Thursday, October 6, 2016

Discussion of Cognitive Development: Piaget and Bruner

Dr. Lauren Barth-Cohen
One classic research topic in the development of young children's thinking in science is the shape of the earth.  Based on everyday observations it is understandable that one may assume that the world is flat, and many have noted the historical parallel's between young children assumptions of the world being flat and the history of science.  However, upon being told that the world is round, many have noted that young children sometimes then presume that the earth is a flat disk inside a hollow sphere. Based on your reading of this weeks chapters, describe these results in light of Piaget and Bruner's work.  How might you apply these ideas to the design of instruction for the shape of the earth?
The "metaphor of conceptual change as a scientific paradigm shift" put forth by Posner aptly characterizes this childish misconception.  Stretching the analogy a bit, you might look at the evolution of knowledge in the Western world as the Piagetian process of childhood maturation into teen - moving from the pre-operational Pre-Socratic times (& then later re-booted with the Dark Ages) through the concrete operational stage & Golden Age of Greece into the formal operational & European Renaissance & later Enlightenment.
As a whole, general human community, we believed that the Earth was a flat disc at one time.  And, of course, it took no less than a dramatic & painful paradigm shift in Europe to grow past the primitive concept that our plane of existence was not flat but indeed a revolving & orbiting sphere. Children, just as humanity, view the world in the simplest possible manner - very Aristotelian in a way.
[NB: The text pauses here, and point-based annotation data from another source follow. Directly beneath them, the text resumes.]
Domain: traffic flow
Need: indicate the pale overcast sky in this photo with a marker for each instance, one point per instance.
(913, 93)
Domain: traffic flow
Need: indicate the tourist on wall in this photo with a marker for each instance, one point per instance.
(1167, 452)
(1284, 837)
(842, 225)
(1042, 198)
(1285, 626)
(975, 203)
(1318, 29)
Young children have not moved into the stage of viewing knowledge of the physical world in the mental, imaginative, constructivist models.  
I agree completely with Bruner that children have a far greater capacity to assimilate knowledge & accommodate the new intellectual "paradigms" they are confronted with as they flow through formal education & their dynamic cognitive development.  
As Bruner suggests, instruction (especially around the idea of physics) optimizes discovery when children are taught:
  • How to cut their losses (divest regardless of their stubborn hold to a crumbling foundation)
  • Pose good testable results (scientific method & experimentation)
  • Persist in seeking appropriate evidence (determination can be a useful ally when bent correctly), &
  • Be concise (for, after all, simplicity & brevity are infinitely appealing) 
Having many nephews & nieces (& being a very eager Uncle-babysitter), I have found that guiding kids through Socratic discussions with accompanying physical models to demonstrate phases of the moon & eclipses can be brilliant fun.  I treat these little adventurers as equals & apt discoverers of knowledge - veritable Christopher Columbuses.  The ensuing discovery of knowledge & seeing that light bulb moment sparkle in a child's eye is one of life's necessary, raison d'etre moments for anyone worthy of being called a teacher.